Practical 2 Solutions

Make sure to finish Practical 1 before continuing with this practical! It might be tempting to skip some stuff if you’re behind, but you may end up more lost $...$ we will happily answer questions from any previous practical each session.

In this practical, we continue our analysis of the fat data in library faraway introduced in Practical 1. Before starting, run the following commands to obtain our reduced dataset of interest, fat1, as you should have defined in Question 1(d) of Practical 1. We also load library leaps for function regsubsets later.

library("leaps")
library("faraway")
fat1 <- fat[,-c(2, 3, 8)]

Q1 Predictive Performance

Based on forward selection, evaluate the predictive accuracy (using validation mean squared errors) of models with numbers of predictors ranging from 1 to 14 based on a training and test sample.
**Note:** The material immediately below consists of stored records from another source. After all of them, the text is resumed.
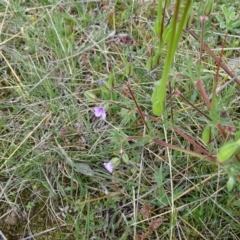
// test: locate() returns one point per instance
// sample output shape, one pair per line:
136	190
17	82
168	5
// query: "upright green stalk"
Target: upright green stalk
159	93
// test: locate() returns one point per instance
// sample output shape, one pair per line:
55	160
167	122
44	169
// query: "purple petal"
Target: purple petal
109	166
100	112
104	115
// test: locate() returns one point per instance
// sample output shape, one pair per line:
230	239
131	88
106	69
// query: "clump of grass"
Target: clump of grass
61	60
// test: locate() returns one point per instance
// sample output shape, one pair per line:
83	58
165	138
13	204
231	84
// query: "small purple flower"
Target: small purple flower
100	82
100	112
109	166
126	39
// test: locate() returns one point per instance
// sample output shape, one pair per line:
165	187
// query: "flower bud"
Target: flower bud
149	64
227	151
230	184
207	134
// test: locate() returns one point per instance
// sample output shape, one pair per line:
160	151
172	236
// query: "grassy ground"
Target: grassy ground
53	184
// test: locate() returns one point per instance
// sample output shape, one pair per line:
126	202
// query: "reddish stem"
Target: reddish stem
210	52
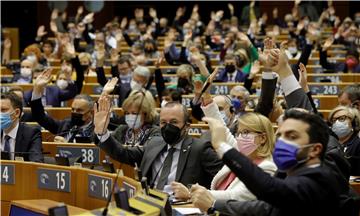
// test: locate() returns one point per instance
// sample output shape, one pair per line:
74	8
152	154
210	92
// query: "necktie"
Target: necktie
166	170
7	147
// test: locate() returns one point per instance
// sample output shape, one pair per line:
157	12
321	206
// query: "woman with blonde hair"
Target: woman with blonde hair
140	118
345	123
255	138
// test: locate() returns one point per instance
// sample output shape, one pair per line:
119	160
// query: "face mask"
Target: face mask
132	121
163	103
246	145
285	154
76	119
230	68
62	84
350	62
224	117
292	50
171	134
5	119
341	129
135	85
32	58
183	82
66	68
25	72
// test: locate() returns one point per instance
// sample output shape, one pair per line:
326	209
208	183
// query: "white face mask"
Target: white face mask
32	58
341	128
135	85
163	103
132	121
62	84
25	72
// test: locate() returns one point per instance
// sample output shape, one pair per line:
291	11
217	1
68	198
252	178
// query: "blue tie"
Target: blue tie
7	146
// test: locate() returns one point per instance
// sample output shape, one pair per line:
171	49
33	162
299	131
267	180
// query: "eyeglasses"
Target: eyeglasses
245	133
340	118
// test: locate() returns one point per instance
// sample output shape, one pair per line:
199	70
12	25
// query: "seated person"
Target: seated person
77	128
173	156
17	136
140	116
345	123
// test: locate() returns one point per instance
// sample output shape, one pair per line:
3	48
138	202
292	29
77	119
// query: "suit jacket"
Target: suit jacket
198	162
54	95
28	139
56	127
308	191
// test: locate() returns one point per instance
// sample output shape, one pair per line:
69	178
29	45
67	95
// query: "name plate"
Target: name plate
89	155
99	187
219	90
52	179
7	174
130	190
325	89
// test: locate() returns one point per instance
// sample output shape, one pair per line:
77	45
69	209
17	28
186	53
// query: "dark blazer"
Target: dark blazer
223	76
198	162
307	191
28	139
62	127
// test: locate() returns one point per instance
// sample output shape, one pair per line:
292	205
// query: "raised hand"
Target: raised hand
101	114
303	77
54	14
123	23
110	86
201	197
80	10
42	80
218	132
89	18
328	42
53	27
153	13
41	31
231	8
180	191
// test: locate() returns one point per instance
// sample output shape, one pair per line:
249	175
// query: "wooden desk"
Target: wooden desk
42	205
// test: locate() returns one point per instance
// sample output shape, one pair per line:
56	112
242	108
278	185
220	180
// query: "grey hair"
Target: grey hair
142	71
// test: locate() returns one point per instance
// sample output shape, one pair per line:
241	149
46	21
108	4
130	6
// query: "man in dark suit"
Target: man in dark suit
173	156
310	188
53	95
15	135
78	128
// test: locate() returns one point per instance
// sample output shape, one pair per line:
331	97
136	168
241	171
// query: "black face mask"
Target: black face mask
171	134
85	67
183	83
76	119
230	68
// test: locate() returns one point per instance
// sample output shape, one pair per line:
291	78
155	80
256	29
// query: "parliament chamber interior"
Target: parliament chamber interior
180	108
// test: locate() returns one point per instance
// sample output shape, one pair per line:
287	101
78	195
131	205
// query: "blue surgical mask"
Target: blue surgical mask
133	121
285	154
341	128
5	119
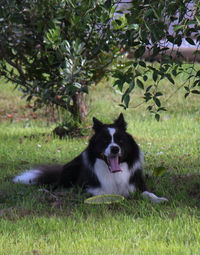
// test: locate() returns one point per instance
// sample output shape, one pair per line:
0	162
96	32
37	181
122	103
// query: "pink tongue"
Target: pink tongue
114	164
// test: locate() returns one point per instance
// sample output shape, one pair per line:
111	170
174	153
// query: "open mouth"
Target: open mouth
113	164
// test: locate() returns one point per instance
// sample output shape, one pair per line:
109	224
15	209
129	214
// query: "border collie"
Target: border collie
111	164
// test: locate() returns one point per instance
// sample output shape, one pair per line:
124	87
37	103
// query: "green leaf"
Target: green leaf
139	52
140	84
126	100
157	101
142	63
190	41
195	92
169	78
155	75
157	116
159	171
158	94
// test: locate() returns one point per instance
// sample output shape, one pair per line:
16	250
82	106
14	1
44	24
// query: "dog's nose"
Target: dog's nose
114	149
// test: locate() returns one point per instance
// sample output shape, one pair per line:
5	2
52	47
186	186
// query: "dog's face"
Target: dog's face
109	142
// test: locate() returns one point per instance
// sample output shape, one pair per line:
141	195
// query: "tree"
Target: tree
53	50
158	29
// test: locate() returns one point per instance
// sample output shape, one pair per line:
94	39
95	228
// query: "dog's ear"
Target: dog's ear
120	122
97	124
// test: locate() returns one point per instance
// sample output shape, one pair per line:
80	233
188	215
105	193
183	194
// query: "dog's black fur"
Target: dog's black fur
111	164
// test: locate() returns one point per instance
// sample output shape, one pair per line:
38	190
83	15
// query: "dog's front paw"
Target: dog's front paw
153	198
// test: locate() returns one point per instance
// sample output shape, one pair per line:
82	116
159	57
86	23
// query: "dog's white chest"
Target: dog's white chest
112	183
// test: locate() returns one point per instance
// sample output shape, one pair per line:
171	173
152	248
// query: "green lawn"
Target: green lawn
39	223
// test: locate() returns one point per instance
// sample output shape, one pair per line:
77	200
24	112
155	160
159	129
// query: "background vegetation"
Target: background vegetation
54	50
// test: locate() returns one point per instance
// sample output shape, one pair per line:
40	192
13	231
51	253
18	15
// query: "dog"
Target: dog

Use approximately 75% of the samples for training. You can use the predict.regsubsets function defined in practical demonstration Section 2.4.4. To make the results of your answer to this part reproducible (and in line with the published solutions), include the line set.seed(1) at the top of your code to set the random seed number equal to 1.

# Set the seed so that the results are reproducible.
set.seed(1)

# We use this function for prediction.
predict.regsubsets = function(object, newdata, id, ...){
  form = as.formula(object$call[[2]])
  mat = model.matrix(form, newdata)
  coefi = coef(object, id = id)
  xvars = names(coefi)
  mat[, xvars]%*%coefi
}

nrow(fat) # Number of rows (samples) in the dataset.

## [1] 252

# 252 

# Use 3/4 of the samples for training.
training.obs <- sample( 1:252, 189 )
fat.train <- fat1[training.obs,]
fat.test = fat1[-training.obs, ]

# Apply regsubsets() to the training set,
fwd = regsubsets(brozek~., method = "forward", data = fat.train, nvmax = 14)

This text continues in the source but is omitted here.